- Directed by: Gérard Jugnot
- Written by: Gérard Jugnot Philippe Lopes-Curval
- Produced by: Gérard Jugnot Olivier Granier Dominique Farrugia
- Starring: Gérard Jugnot Michèle Garcia Jules Sitruk Jean-Paul Rouve Götz Burger Alexia Portal
- Cinematography: Gérard Simon
- Edited by: Catherine Kelber
- Music by: Khalil Chahine
- Distributed by: BAC Films
- Release date: 6 March 2002;
- Running time: 100 minutes
- Country: France
- Budget: $10.4 million
- Box office: $9 million

= Monsieur Batignole =

Monsieur Batignole is a French film released in 2002. The film depicts the story of a grocer, Edmond Batignole, who helps the young son of his Jewish neighbour and the boy's cousins to reach the safety of Switzerland. The film was directed by Gérard Jugnot and featured Gérard Jugnot, Jules Sitruk, Jean-Paul Rouve, Götz Burger, Michèle Garcia and Alexia Portal in lead roles.

==Plot==
In 1942 occupied Paris, a butcher, Edmond Batignole, and his family are living on the ground floor of an apartment building. His daughter is soon to be married and his intended son-in-law, aspiring writer Pierre-Jean, wants the large penthouse apartment occupied by a Jewish family, the Bernsteins, and alerts the Gestapo who arrest the family.

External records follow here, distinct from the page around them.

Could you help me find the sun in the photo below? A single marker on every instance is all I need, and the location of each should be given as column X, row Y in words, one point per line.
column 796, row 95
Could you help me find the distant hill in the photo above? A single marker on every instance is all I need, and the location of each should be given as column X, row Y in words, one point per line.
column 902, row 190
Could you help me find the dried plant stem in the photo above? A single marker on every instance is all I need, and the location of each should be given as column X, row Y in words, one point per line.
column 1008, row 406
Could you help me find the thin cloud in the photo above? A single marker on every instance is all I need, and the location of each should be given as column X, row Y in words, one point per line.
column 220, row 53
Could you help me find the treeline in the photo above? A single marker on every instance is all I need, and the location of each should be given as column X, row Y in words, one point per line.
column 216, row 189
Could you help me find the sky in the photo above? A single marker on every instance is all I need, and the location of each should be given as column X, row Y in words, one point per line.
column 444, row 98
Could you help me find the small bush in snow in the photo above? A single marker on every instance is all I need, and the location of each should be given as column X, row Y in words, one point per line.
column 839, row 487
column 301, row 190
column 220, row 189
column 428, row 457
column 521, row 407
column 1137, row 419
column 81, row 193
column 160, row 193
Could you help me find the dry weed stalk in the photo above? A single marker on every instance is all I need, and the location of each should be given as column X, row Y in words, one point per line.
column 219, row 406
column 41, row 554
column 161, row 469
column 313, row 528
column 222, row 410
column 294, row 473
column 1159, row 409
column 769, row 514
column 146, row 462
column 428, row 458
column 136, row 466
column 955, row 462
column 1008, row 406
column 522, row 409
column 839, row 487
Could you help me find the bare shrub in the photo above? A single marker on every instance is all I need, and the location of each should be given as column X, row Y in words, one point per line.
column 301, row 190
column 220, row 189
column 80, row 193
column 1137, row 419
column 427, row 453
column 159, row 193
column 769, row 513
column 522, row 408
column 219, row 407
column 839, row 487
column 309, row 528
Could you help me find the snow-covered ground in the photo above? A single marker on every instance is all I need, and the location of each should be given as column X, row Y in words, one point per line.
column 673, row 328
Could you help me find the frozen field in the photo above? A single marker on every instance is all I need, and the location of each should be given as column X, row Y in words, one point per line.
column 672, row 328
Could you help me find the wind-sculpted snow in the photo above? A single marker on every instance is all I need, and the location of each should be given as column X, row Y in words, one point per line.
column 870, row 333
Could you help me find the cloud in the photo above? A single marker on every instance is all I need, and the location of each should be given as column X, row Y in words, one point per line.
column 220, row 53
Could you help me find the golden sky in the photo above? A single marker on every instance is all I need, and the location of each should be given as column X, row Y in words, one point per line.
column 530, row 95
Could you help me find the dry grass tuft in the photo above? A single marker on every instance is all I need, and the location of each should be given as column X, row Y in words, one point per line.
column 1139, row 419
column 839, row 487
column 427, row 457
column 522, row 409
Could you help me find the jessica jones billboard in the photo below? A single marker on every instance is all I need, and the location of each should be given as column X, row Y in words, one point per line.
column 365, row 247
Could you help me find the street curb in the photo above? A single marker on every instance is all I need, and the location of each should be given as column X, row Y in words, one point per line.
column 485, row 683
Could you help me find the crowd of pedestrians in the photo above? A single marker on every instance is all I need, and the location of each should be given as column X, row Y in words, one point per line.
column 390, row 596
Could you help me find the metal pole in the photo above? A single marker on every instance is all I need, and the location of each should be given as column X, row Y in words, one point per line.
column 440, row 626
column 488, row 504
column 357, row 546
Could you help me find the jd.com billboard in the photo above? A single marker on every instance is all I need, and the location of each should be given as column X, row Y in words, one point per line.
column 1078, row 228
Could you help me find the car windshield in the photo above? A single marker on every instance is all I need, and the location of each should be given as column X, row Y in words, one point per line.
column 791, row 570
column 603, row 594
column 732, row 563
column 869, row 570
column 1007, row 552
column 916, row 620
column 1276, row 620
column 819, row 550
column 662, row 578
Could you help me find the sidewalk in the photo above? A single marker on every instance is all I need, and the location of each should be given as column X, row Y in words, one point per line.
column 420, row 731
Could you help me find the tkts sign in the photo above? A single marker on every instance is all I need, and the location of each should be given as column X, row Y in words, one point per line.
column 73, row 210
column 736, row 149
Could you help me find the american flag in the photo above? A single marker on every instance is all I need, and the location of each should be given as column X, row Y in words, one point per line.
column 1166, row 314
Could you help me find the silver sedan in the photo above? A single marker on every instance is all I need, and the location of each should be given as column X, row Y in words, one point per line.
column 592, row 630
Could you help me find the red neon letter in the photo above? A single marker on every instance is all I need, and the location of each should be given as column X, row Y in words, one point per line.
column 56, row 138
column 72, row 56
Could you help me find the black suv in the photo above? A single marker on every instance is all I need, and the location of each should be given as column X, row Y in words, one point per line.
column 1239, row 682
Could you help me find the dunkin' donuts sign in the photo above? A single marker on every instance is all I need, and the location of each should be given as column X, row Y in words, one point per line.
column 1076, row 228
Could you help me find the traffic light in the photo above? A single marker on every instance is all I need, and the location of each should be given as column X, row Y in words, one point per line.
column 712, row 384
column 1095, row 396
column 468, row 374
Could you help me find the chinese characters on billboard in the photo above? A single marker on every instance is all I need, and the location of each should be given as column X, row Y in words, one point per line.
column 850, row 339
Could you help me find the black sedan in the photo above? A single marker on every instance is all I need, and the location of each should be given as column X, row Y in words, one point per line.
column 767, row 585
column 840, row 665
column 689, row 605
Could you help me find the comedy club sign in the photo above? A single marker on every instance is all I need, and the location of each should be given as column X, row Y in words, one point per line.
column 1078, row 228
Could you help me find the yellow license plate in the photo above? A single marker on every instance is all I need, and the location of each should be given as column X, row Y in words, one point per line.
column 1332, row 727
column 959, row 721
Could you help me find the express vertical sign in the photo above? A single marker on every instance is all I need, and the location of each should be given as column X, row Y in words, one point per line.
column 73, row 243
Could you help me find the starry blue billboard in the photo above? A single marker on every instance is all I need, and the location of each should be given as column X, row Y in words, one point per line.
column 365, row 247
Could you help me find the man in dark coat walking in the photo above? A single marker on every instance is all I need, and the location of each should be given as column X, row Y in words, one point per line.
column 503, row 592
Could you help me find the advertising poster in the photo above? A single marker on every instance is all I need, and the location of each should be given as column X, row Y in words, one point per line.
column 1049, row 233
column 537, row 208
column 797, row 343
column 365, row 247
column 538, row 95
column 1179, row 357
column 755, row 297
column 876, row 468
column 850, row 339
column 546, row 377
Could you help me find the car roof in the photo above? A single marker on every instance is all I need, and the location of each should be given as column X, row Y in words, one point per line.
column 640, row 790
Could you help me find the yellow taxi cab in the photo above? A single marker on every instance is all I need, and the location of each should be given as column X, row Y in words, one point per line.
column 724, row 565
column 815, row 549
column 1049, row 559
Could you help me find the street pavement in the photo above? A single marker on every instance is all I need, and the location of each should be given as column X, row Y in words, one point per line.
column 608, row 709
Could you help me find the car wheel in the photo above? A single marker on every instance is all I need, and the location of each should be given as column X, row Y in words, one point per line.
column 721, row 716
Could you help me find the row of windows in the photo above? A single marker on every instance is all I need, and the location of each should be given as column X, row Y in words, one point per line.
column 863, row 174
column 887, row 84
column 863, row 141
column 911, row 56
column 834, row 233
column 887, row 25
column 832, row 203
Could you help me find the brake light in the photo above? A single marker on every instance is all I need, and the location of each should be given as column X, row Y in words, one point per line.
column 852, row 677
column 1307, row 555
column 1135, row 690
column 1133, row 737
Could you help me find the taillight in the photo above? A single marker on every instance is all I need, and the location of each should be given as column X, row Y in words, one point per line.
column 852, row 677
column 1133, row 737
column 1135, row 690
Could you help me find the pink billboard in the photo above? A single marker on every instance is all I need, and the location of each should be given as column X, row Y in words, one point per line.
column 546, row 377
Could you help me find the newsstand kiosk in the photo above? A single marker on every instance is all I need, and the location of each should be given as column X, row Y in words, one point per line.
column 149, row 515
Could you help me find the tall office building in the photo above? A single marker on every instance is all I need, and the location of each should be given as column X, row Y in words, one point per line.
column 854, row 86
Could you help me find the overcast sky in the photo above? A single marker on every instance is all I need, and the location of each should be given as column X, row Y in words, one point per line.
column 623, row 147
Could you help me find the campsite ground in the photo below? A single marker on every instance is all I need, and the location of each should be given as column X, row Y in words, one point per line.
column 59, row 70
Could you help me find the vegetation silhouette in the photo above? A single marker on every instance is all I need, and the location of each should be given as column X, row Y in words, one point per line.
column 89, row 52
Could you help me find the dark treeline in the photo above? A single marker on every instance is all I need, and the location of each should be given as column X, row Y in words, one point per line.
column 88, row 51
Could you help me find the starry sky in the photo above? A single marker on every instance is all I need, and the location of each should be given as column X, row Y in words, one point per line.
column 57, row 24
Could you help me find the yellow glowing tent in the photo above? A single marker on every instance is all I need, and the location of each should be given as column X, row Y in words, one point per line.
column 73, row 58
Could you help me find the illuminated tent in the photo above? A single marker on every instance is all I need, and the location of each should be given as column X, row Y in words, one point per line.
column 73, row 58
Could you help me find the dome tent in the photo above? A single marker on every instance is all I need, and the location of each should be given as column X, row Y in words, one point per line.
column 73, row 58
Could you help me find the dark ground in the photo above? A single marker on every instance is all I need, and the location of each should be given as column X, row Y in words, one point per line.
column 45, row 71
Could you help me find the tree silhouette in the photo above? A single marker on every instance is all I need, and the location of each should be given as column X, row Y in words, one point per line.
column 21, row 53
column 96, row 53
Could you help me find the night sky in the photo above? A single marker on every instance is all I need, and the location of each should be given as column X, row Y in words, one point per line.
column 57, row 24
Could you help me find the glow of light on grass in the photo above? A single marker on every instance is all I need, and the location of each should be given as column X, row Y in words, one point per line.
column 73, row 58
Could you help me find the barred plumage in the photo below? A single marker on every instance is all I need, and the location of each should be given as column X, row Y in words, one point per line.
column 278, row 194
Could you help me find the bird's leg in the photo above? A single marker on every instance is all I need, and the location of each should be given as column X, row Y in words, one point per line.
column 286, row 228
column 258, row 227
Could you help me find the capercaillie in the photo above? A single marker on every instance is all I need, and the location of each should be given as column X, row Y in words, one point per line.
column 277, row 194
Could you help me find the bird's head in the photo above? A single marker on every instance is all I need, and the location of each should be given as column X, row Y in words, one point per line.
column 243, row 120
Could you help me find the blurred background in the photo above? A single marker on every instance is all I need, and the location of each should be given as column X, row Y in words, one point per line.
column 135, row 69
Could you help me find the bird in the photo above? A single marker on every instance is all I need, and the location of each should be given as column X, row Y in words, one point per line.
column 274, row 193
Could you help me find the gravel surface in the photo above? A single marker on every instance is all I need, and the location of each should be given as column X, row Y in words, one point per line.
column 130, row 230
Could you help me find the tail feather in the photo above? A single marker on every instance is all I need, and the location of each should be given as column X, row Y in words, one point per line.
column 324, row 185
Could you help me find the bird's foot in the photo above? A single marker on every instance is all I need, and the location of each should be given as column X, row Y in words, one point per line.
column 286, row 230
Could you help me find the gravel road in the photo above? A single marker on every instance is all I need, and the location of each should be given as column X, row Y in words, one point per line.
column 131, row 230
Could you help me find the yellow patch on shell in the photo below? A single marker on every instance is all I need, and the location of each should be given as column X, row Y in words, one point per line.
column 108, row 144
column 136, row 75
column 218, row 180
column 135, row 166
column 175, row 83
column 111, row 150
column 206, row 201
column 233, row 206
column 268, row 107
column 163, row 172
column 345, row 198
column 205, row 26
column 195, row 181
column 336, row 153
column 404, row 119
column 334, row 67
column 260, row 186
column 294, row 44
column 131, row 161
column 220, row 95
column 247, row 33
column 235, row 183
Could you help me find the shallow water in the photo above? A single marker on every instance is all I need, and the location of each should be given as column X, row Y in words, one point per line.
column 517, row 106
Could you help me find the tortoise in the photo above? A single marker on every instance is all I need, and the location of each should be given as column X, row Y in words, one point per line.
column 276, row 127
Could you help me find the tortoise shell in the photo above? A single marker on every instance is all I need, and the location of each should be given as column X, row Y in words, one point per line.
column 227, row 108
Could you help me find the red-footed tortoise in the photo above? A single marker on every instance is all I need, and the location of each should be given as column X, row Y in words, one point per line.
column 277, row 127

When the property is confiscated, the Batignoles apply for and are awarded the apartment and cater a birthday party for SS officers in it. During the party, young Simon Bernstein returns, having escaped at a railway station. Batignole hides him in the servant's room of the apartment on the top floor but soon moves him to the cellar to avoid his discovery. Simon is joined in the cellar by his two cousins, who themselves were being hidden by the concierge of another apartment building.

Edmond tries to find someone to smuggle the children to Switzerland but eventually decides to take them himself. They undertake the dangerous trip to the border. At one point Batignole, who is only impersonating a doctor, manages to fix the dislocated knee of German official. Later Batignole is arrested after Simon is overheard mentioning Yom Kippur. Batignole then makes an impassioned speech against French antisemitsm. Simon creates a diversion and they are able to escape. However, with the help of a sympathetic woman and a priest, they are able to reach safety in Switzerland.

At the end of the film it is revealed that the three children were never able to reunite with their parents.

==Cast==
- Jules Sitruk - Simon Bernstein
- Michèle Garcia - Marguerite Batignole
- Gérard Jugnot - Edmond Batignole
- Jean-Paul Rouve - Pierre-Jean Lamour
- Alexia Portal - Micheline Batignole
- Arthur Jugnot - Arthur
- Jean-Marie Winling - Sacha Guitry
- Marie-Hélène Lentini - Madame Taillepied
- Violette Blanckaert - Sarah Cohen
- Daphné Baiwir - Guila Cohen
- Götz Burger - SS Col. Spreich

==Reception==
Varietys critic Lisa Nesselson wrote that the director "has fashioned a fine package, ready to travel". The film was a box office success in France. The 2002 French Academy of Cinema Best Young Actor award was won by Jean-Paul Rouve in this film. The film was shown at VCU French Film Festival, Cleveland International Film Festival, French Film Festival, Bergen International Film Festival where it once again received huge critical acclaim.